Reading teacher Donna Bazyk welcomed all of the assembled parents, and introduced third grade teacher Charlie Cummings and guidance counselor Tristina McDonald, who would act as the emcees for the evening. The two would poke fun at each other all night, with Cummings noting that McDonald bore a startling resemblance to poet Shel Silverstein, and McDonald responding that Cummings' head more closely resembled an egg.
However, it was the students who were the main attraction, parading alone or in groups down the red carpet to perform dramatic readings, skits, and even a song or two. One student, dressed as cocky seventh-grade jock Crash Coogan, from Jerry Spinelli's 1996 novel "Crash," was the first to take the stage, reading an excerpt from the book. Another student followed that, reading as Alice from Lewis Carroll's 1865 masterpiece "Alice's Adventures in Wonderland."

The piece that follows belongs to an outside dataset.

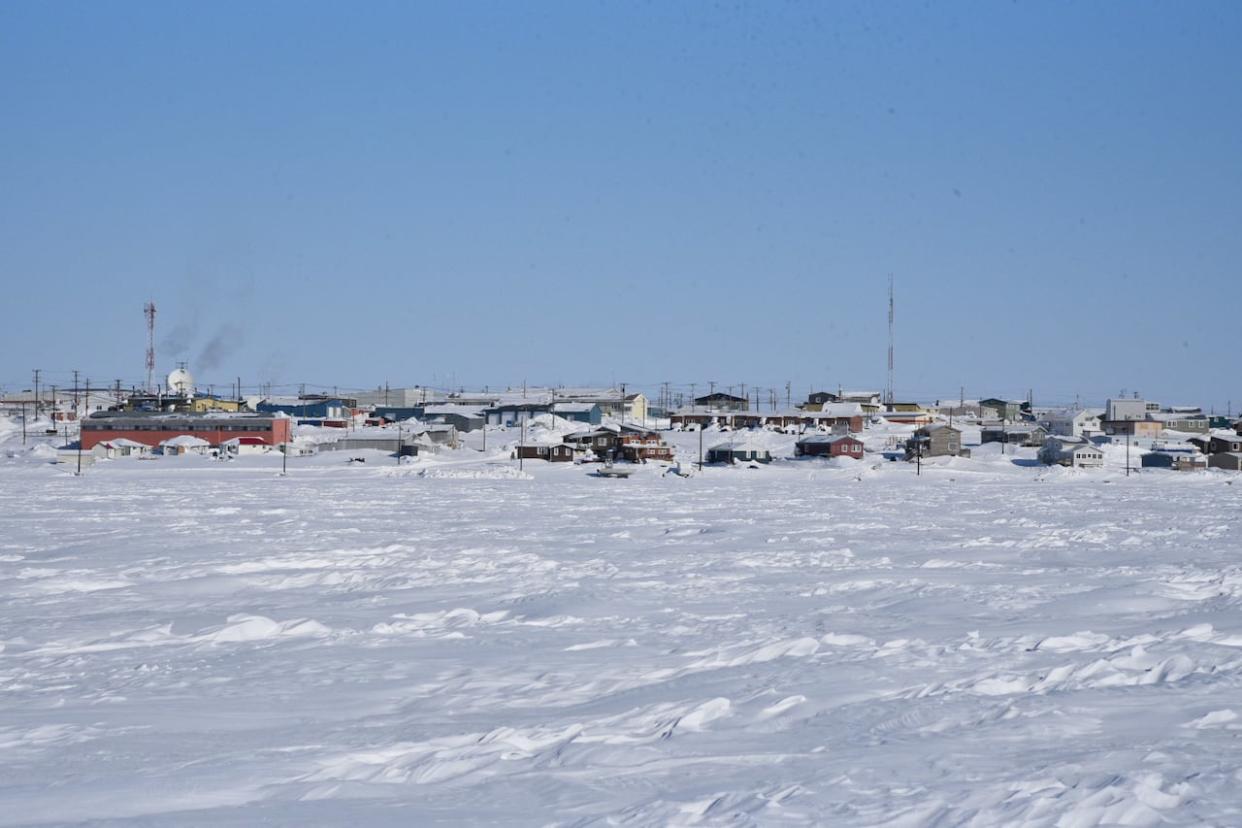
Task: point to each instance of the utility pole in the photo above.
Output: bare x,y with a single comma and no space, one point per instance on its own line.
149,312
889,389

Many of the students read short poems, and popular children's poet Silverstein was a favorite choice. The students for the most part chose poems about familiar topics, including homework, tests, the first day of school, playing all day without tiring, and attempting to sell their younger sister.

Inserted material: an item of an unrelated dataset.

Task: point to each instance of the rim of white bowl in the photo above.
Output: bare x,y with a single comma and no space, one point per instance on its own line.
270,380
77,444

A group of students performed Stephen Cosgrove's "Mermaid in a Teacup," complete with a wigged student in a wagon playing the mermaid. "She twisted a turned like a fish," read the student playing main character Hattie MacGruder, who finds a mermaid in a pool of water, but is unable to convince her friends that it is real, "which was to be expected because she was half fish."
One student read a short story he had written himself, "The Three Little Kittens and the Big Bad Dog," which was inspired by the fable, "The Three Little Pigs." Two other students showed off their vocal skills, singing Academy Award winning song "Let it Go" from Disney's 2013 animated movie, "Frozen."

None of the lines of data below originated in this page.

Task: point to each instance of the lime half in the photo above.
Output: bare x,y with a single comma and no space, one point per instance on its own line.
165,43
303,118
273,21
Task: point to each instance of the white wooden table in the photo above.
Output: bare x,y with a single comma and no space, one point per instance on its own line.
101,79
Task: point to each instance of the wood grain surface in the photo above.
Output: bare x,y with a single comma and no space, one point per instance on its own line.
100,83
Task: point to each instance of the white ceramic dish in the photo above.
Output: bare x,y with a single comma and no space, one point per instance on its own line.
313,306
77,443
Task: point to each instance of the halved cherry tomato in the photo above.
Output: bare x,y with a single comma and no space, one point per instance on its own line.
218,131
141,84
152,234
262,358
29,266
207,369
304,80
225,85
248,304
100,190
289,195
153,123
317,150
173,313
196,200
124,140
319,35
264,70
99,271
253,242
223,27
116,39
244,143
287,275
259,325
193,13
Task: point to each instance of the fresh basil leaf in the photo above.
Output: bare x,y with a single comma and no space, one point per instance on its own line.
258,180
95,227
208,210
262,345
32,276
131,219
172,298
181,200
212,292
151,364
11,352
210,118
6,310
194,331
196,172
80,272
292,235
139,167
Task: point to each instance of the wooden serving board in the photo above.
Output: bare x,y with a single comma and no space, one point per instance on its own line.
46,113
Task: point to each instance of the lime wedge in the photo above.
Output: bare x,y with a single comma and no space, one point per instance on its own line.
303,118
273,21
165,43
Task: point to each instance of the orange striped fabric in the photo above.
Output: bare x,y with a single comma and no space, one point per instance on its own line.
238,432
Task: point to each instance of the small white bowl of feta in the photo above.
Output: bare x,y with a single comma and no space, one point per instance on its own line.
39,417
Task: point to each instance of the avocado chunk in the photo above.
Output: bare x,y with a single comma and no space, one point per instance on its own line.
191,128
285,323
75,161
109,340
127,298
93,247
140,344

Sometimes, whole classes would team up for performances. Kindergarten teacher Cindy Granger's class read from Eric Litwin's "Pete the Cat: I Love My White Shoes." Pete the Cat, singing happily about his new white shoes, isn't distressed when he steps in a pile of blueberries. Instead, he continues singing, now about his blue shoes. "The moral of Pete's story is, no matter what you step in, keep walking along and singing your song!" read the students. Pete the Cat would later return, with students telling the story of his "Four Groovy Buttons."
Characters from Ludwig Bemelmans' "Mad About Madeline" and Dr. Seuss' "The Lorax" were among those who also made appearances.
Even the Pre-K students got a moment of stardom, performing a phonics song, in which they demonstrated their mastery of the alphabet by putting their hands in the air and saying the name of the letter, then putting their hands on their shoulders and making the sound the letter makes, and finally putting their hands on the floor and saying a word beginning with the letter. The audience sang along as the students made their way through the alphabet.
Perhaps the most exciting moment of the evening came when a group of students acted out a scene from "Harry Potter and the Order of the Phoenix." The student portraying Potter warded off a pair of "dementors," protecting his cousin Dudley from the supernatural beings by brandishing his wand and shouting "Expecto patronum!"